I think I am learning that meltdowns like a bad cold just have to run their course. Try to stay as calm as possible. Let difficult child know that you know he is not feeling right during the meltdown. "I know you are angry/mad/sad/whatever. Let's just sit here or find a place to sit until we calm down." That is so extremely hard to do because their meltdowns throw us into the depths of frustration where all we can think about is "STOP" and we try everything to stop the meltdown or ignore it which often just adds to it. Kids pick up on our frustration and it scares them, "If mom can't stop this how can I?"
 

libranaster

New Member
Oh my god I understand all to well how you feel last week was so bad for me you have no idea. I am lucky enough that my partner after having a 7 day a week job managed to change to a job that is 2 day shifts, 2 night shifts and 4 days off which is helping me but of course now he is stuck with insane 3 year old too and he is going around the twist too. I joined here last night because I am at the end of my tether too and was feeling the same way like I needed my son to be taken away because I just don't feel like I can parent him.

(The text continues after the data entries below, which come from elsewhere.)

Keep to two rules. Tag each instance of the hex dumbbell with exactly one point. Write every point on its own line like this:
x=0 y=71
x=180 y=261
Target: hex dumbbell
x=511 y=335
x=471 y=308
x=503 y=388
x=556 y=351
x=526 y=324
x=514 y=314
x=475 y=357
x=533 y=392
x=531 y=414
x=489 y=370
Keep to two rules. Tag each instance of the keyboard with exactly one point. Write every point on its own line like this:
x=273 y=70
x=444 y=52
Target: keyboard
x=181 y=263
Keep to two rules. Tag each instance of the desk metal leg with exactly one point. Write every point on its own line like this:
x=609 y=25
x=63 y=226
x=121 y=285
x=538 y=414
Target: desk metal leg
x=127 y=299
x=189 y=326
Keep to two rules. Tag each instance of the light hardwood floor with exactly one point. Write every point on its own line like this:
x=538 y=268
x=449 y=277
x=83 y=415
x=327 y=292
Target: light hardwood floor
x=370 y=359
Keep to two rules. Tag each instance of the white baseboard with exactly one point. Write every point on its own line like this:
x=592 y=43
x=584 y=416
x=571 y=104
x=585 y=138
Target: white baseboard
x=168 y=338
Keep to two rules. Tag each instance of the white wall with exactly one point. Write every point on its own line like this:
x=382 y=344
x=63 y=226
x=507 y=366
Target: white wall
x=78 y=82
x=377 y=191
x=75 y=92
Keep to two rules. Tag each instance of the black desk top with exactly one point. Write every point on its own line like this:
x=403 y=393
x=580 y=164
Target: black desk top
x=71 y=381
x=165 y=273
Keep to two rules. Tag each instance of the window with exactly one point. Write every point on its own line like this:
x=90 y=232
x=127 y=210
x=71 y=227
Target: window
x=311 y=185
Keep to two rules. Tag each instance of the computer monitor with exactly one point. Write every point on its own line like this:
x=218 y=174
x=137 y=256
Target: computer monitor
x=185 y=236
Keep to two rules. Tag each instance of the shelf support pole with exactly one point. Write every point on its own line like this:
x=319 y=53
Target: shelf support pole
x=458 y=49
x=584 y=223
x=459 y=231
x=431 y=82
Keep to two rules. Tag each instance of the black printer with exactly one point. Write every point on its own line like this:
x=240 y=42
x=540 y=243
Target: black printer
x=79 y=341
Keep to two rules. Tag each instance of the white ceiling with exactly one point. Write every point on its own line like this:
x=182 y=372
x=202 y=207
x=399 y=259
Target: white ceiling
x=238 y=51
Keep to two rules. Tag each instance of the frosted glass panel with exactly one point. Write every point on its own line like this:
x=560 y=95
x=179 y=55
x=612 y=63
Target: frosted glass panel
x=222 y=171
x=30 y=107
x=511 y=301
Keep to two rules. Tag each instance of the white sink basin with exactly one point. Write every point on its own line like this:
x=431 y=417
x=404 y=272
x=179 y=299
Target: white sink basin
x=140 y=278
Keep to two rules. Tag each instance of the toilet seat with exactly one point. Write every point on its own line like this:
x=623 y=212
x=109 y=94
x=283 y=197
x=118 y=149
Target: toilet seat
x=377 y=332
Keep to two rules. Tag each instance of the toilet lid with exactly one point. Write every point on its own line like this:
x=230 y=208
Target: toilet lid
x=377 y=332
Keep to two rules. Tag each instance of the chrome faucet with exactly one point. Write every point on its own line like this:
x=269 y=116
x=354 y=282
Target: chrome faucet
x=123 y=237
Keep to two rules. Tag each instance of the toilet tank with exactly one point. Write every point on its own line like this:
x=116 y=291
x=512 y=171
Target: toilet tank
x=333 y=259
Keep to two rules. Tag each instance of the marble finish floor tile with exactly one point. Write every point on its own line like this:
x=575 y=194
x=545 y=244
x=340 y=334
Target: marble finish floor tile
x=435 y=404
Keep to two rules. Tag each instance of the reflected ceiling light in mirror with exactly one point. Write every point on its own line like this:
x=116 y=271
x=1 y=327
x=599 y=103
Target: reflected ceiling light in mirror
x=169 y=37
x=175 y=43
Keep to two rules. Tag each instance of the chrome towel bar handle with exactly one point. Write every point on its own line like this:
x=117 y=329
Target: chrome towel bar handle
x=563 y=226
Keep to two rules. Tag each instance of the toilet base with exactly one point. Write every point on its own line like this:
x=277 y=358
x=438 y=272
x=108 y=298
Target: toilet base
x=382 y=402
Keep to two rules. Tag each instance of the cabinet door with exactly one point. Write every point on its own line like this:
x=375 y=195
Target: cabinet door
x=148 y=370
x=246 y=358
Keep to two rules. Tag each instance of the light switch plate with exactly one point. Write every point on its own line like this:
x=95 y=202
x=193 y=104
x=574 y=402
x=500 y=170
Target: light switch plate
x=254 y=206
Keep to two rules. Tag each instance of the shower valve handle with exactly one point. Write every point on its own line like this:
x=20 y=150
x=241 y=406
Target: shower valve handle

Last week was just he started screaming and hitting and fighting on Sunday and he didn't stop till this morning :crazy1: needless to say I am so out of it I am seeing pixies. My poor house looks like the scene from 9/11 after the towers were hit. I swear to God I have a terrorist in the making. :devil2:

Now some of the stuff he did started out as cute or funny but now after 3.5 years of his screaming, clingyness and just the plain torture he can dish out I am as flat as I can be and this week I went from wanting to move out and leave the kids on Tuesday to wanting to give him away by Thursday and just completely giving up on the lot by Friday. Oh and I take that back he had stopped screaming his sister has just gone to play with him and so he is screaming again. :angry-very:

People wonder why some mothers go nuts and drown their kids in the bath tub sometimes it crosses my mind when the screaming has been going on constantly for 5 or 6 days.

Try to hang in there and it sounds like you are doing the right thing seeing a therapist and all you can't do any more than you are doing and the best thing is when you get to a point of being on the verge of exploding from the madness try talking to people who understand it should help.

You do the best you can with what tools you have to help you and thats all you can do.